[SOLVED] Hire K workers test case fail

Hire K workers test case fail

Problem

You are given a 0-indexed integer array costs where costs[i] is the cost of hiring the ith worker. You are also given two integers k and candidates. We want to hire exactly k workers according to the following rules:

You will run k sessions and hire exactly one worker in each session.
In each hiring session, choose the worker with the lowest cost from either the first candidates workers or the last candidates workers. Break the tie by the smallest index.
If there are fewer than candidates workers remaining, choose the worker with the lowest cost among them. Break the tie by the smallest index.

A worker can only be chosen once. Return the total cost to hire exactly k workers.

Link to the problem

Logic

To have two minheaps the left and the right one.

Pop from both heaps and compare them.

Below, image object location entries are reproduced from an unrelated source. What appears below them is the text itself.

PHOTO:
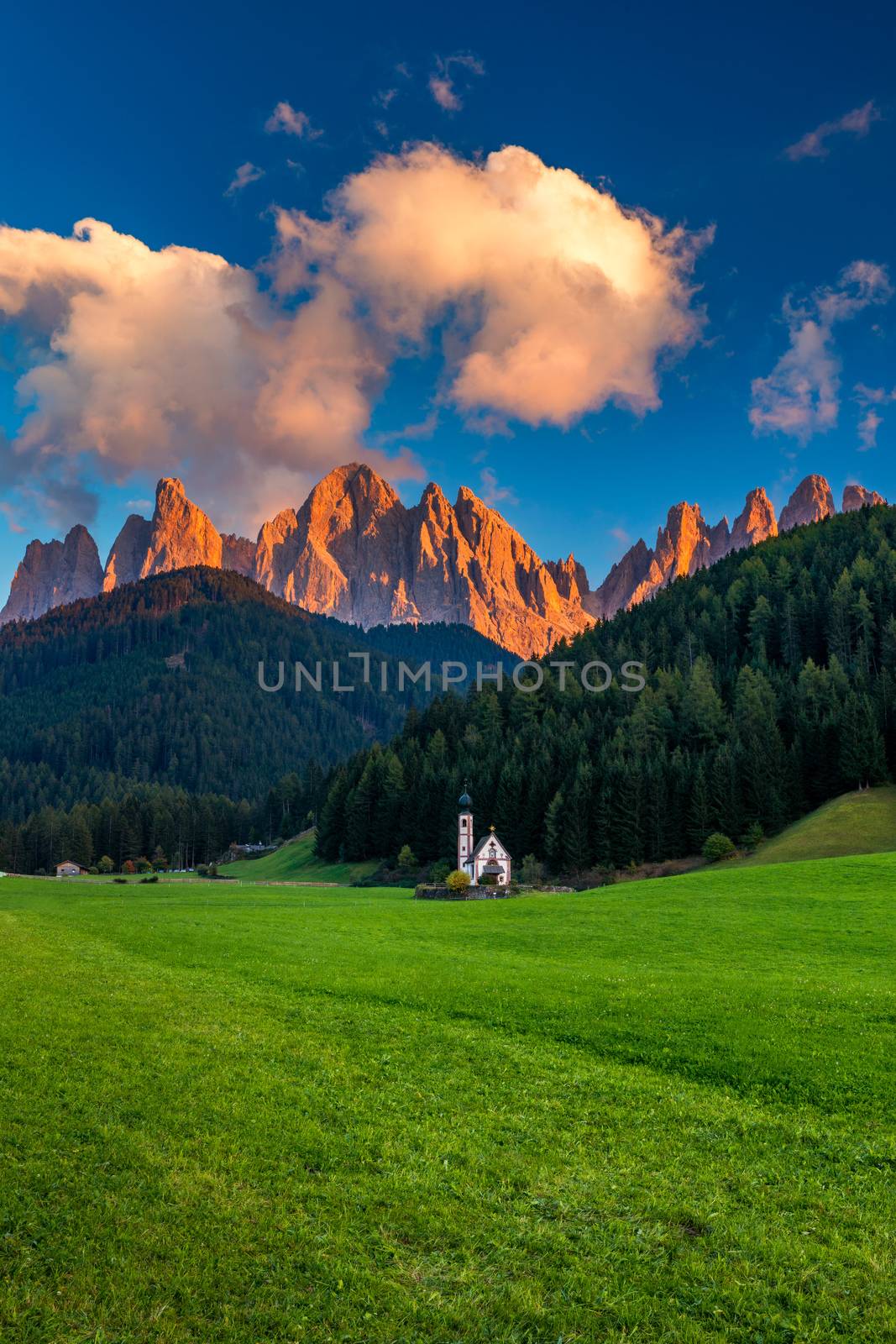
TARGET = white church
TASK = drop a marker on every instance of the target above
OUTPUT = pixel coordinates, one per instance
(488, 858)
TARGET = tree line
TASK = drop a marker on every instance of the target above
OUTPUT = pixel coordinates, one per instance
(772, 687)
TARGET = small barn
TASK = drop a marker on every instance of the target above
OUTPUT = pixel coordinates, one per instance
(67, 869)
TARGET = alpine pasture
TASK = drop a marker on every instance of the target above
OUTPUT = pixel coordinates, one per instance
(660, 1110)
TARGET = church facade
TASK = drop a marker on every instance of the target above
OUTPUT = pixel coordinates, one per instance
(486, 858)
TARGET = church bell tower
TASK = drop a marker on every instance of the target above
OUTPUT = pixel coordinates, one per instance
(465, 831)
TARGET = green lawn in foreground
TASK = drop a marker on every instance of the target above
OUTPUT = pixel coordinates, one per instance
(656, 1112)
(856, 823)
(297, 862)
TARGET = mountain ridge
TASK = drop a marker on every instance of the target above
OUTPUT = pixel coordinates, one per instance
(356, 553)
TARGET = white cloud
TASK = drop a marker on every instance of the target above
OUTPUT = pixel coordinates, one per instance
(443, 85)
(492, 492)
(553, 299)
(548, 299)
(871, 420)
(815, 143)
(176, 362)
(291, 123)
(244, 175)
(801, 396)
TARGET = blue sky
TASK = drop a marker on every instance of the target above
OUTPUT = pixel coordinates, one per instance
(143, 118)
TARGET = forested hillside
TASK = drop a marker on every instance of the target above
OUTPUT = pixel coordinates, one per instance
(136, 718)
(772, 687)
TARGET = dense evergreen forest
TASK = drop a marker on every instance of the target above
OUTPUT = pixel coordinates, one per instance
(134, 721)
(772, 687)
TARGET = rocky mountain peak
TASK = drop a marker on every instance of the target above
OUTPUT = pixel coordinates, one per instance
(810, 501)
(755, 523)
(856, 496)
(53, 573)
(354, 550)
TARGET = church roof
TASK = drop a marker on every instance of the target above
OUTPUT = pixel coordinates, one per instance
(486, 839)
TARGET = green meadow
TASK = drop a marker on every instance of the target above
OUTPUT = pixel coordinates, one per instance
(297, 862)
(656, 1112)
(855, 823)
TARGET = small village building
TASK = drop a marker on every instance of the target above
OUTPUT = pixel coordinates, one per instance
(486, 858)
(69, 870)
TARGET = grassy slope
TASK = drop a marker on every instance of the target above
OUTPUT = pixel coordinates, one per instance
(297, 862)
(856, 823)
(658, 1112)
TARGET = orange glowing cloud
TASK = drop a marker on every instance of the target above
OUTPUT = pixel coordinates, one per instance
(550, 300)
(557, 300)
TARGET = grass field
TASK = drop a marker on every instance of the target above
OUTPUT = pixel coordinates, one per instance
(297, 862)
(856, 823)
(656, 1112)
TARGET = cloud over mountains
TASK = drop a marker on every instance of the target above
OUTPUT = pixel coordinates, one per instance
(548, 297)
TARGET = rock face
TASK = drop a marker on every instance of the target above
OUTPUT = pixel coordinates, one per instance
(355, 551)
(755, 524)
(177, 535)
(54, 573)
(238, 553)
(128, 553)
(685, 544)
(810, 501)
(856, 496)
(570, 578)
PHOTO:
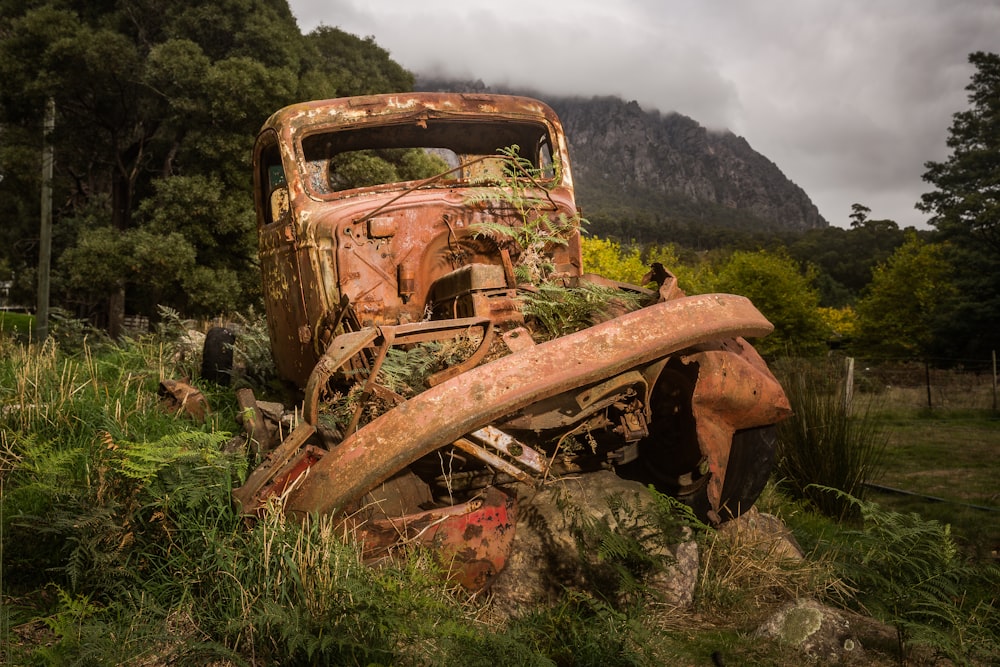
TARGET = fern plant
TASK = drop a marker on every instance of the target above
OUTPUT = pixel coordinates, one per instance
(908, 572)
(535, 229)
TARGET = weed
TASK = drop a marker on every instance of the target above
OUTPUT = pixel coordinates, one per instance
(828, 440)
(907, 572)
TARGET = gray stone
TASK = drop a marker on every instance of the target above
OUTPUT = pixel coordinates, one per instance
(818, 631)
(546, 558)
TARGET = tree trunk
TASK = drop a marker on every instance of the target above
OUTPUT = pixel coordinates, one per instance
(116, 311)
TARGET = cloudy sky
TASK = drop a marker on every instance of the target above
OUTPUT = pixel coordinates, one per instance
(848, 97)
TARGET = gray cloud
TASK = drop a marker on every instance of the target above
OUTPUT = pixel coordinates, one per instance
(848, 98)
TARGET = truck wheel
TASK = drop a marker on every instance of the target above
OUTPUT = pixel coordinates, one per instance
(751, 459)
(217, 356)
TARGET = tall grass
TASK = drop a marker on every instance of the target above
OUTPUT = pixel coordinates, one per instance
(829, 440)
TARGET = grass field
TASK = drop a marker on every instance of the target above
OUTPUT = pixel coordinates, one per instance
(950, 452)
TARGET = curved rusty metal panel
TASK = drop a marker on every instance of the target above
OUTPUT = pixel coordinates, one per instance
(461, 405)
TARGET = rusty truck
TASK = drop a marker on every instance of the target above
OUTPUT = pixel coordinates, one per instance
(436, 223)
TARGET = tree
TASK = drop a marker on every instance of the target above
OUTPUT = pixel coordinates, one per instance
(783, 293)
(909, 298)
(966, 202)
(158, 103)
(965, 210)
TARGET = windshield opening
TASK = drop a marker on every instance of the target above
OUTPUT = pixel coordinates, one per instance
(376, 155)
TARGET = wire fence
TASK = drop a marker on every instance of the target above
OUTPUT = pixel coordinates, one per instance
(944, 384)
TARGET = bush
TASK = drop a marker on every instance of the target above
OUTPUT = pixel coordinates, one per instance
(828, 441)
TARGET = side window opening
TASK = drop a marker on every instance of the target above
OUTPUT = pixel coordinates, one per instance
(274, 185)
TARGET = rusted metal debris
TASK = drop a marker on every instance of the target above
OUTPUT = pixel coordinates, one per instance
(361, 257)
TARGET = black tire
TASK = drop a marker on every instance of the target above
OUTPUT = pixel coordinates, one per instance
(217, 356)
(751, 460)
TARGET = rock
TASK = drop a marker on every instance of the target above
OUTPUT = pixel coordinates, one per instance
(765, 533)
(546, 555)
(179, 397)
(820, 632)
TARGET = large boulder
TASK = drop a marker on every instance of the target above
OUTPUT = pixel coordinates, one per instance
(554, 545)
(822, 633)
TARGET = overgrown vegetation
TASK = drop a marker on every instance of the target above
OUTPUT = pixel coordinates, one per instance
(120, 545)
(832, 438)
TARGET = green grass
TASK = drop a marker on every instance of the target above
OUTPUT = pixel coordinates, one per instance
(121, 546)
(951, 455)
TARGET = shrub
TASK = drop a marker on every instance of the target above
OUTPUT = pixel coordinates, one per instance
(828, 441)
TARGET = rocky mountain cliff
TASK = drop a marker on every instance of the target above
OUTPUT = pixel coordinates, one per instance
(639, 170)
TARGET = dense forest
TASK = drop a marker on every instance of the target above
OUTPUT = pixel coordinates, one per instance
(155, 106)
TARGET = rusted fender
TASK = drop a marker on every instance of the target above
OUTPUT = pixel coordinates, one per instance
(463, 404)
(472, 540)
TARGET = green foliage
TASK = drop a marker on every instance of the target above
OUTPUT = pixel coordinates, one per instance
(561, 310)
(156, 109)
(908, 572)
(620, 551)
(964, 204)
(608, 258)
(535, 230)
(580, 630)
(784, 295)
(908, 299)
(827, 440)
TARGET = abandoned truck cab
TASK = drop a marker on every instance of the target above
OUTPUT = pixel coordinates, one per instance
(345, 231)
(391, 225)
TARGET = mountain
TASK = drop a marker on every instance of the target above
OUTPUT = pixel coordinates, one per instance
(650, 176)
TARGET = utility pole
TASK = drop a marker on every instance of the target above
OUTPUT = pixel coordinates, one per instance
(41, 330)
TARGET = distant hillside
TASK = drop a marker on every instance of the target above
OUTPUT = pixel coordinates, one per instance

If left one is greater, input an added new one from the left, and push back the right element back to the heap
If right one is greater, add a new element from the array to the right heap, push back theleft element back to the left heap as it lost the tie
Keep adding the costs of the workers to the total_cost variable an return total_cost

Code

import heapq
from typing import List

class Solution:
    def totalCost(self, costs: List[int], k: int, candidates: int) -> int:
        left_h = []
        right_h = []
        N = len(costs)
        total_cost = 0
        left_idx = candidates - 1
        right_idx = N - candidates

        for i in range(candidates):
            heapq.heappush(left_h, costs[i])

        for i in range(right_idx, N):
            heapq.heappush(right_h, costs[i])

        i = 0
        while i < k:
            left_ele = heapq.heappop(left_h)
            right_ele = heapq.heappop(right_h)
            if left_ele <= right_ele:
                total_cost += left_ele
                heapq.heappush(right_h, right_ele)
                if left_idx + 1 < N and (right_idx == N or left_idx + 1 < right_idx):
                    heapq.heappush(left_h, costs[left_idx + 1])
                    left_idx += 1
            else:
                total_cost += right_ele
                heapq.heappush(left_h, left_ele)
                if right_idx - 1 >= 0 and (left_idx == -1 or right_idx - 1 > left_idx):
                    heapq.heappush(right_h, costs[right_idx - 1])
                    right_idx -= 1
            i += 1
        return total_cost

solution = Solution()
costs = [28,35,21,13,21,72,35,52,74,92,25,65,77,1,73,32,43,68,8,100,84,80,14,88,42,53,98,69,64,40,60,23,99,83,5,21,76,34]
k = 32
candidates = 12
print(solution.totalCost(costs, k, candidates))  # Output: 1407 # Expected: 1407

costs = [18,64,12,21,21,78,36,58,88,58,99,26,92,91,53,10,24,25,20,92,73,63,51,65,87,6,17,32,14,42,46,65,43,9,75]
k = 13
candidates = 23
print(solution.totalCost(costs, k, candidates))  # Output: 202  # Expected: 223

Issue

It fails the case given in the program.

Solution

left_idx is the index of the last inserted item on the left. right_idx is the index of the last inserted item on the right.

If you run your program, left_idx=21 and right_idx=21 so you have inserted the same item into both heaps.

Change left_idx < right_idx to left_idx + 1 < right_idx.